Participants in Proceedings
A curator is appointed who takes over the assets of the trader and sells any perishable assets. The curators duty is primarily to preserve the debtors rights, register any unregistered hypothecs and sue on behalf of the bankrupt in order to collect any sums due to him. With the authorization of Court, he can also continue the business instead of the trader.
Set-off and Netting
By virtue of Act IV of 2003, the set-off and netting on bankruptcy or insolvency was regulated. The Set-off and Netting on Insolvency Act provides that any provisions for the set-off and netting due from each party to the other in respect of mutual credits, mutual debts or other mutual dealings shall be enforceable in accordance with its terms, whether before or after bankruptcy or insolvency, in respect of mutual debts, mutual credits or mutual dealings which have arisen or occurred before the bankruptcy or insolvency of one of the parties.
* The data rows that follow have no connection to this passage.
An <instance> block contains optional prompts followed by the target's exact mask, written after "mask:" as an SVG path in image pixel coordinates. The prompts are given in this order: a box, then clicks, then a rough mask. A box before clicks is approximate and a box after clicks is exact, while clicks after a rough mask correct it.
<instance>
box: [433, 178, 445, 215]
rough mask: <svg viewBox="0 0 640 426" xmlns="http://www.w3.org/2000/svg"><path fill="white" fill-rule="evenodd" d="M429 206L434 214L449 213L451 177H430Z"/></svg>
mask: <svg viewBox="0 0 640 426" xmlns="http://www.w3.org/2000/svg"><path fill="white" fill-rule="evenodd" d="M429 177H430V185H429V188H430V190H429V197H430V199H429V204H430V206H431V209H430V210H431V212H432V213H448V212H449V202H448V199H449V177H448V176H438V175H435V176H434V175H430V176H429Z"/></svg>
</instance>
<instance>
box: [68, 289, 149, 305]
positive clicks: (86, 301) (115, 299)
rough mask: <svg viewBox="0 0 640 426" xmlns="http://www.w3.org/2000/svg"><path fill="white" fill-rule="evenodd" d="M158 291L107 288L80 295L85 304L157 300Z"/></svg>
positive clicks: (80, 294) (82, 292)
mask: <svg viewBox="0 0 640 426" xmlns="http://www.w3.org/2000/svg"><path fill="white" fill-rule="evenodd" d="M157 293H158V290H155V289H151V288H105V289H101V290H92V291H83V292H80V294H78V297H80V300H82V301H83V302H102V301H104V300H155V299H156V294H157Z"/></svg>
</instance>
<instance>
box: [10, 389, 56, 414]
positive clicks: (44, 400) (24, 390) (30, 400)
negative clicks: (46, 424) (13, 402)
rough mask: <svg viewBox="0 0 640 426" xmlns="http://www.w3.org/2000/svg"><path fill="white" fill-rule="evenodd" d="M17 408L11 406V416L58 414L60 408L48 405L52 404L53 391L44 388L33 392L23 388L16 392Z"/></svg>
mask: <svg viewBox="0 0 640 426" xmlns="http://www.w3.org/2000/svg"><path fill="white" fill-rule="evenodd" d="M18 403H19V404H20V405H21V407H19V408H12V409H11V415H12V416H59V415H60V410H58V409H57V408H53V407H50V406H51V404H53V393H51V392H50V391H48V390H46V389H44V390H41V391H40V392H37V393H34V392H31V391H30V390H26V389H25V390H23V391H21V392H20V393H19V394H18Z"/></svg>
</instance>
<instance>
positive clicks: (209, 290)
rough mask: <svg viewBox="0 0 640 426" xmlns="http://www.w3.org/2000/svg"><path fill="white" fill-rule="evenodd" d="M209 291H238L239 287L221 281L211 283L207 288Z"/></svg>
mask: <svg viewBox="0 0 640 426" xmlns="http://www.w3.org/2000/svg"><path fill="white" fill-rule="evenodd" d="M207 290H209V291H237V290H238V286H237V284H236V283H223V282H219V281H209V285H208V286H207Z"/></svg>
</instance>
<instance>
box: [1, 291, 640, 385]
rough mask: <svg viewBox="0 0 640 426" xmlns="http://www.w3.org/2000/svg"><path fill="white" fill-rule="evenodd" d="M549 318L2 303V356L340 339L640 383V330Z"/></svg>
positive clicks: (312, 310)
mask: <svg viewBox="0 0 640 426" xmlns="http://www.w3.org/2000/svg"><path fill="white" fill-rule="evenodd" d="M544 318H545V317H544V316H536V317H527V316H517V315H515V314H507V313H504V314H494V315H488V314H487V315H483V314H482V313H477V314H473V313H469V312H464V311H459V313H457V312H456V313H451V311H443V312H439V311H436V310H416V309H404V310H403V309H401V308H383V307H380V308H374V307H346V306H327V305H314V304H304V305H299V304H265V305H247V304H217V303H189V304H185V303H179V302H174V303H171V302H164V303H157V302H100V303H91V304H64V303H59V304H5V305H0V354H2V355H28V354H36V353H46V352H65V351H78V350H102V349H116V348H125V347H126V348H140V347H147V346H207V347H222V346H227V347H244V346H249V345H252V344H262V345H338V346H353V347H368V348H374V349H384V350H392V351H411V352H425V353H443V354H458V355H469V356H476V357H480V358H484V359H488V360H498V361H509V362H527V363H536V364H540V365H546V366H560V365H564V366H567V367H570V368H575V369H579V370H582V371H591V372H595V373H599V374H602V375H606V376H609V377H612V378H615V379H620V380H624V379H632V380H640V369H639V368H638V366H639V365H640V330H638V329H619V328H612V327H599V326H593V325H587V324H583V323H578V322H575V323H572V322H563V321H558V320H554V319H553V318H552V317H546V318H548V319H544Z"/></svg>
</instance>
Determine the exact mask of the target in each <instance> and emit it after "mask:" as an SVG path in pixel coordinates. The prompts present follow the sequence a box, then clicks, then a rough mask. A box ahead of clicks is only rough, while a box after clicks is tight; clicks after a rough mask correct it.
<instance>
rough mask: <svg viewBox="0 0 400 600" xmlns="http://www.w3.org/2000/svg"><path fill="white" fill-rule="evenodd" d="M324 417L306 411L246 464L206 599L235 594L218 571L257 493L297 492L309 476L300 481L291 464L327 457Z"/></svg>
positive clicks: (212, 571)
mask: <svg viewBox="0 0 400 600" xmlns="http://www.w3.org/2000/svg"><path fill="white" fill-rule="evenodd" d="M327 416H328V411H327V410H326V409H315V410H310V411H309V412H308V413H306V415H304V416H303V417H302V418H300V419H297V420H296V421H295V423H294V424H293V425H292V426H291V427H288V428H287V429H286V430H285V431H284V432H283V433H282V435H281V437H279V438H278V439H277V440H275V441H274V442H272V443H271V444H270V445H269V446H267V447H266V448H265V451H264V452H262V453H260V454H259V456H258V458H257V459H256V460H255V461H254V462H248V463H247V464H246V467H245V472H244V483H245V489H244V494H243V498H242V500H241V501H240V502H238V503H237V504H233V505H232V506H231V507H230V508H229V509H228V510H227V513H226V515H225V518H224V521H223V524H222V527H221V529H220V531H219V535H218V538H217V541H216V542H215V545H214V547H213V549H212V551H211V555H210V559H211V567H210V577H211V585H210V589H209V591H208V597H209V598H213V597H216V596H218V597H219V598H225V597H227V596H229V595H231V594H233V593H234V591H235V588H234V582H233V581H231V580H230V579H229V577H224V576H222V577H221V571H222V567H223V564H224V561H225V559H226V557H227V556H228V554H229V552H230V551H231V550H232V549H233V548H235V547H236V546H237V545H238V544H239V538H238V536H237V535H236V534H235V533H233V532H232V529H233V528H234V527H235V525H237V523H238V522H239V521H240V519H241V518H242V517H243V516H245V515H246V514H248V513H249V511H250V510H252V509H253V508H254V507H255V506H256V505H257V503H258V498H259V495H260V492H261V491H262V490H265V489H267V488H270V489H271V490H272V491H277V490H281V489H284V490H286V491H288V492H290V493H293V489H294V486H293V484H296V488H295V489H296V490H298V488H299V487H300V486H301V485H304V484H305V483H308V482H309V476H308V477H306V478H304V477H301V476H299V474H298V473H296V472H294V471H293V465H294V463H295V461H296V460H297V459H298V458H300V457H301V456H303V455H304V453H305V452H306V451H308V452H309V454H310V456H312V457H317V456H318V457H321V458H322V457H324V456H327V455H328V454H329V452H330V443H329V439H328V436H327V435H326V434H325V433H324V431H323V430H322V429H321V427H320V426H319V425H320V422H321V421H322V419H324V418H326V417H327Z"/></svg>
This provision will not be applicable in case of fraud or in case where the insolvent party is a trader or a commercial partnership not being a company and the other party knew or ought to have known of the application for winding up and dissolution of the company due to insolvency.
Any authority or mandate in a contract to implement any close-out netting provision shall not be revoked by the declaration of bankruptcy or the insolvency of any other party to the contract.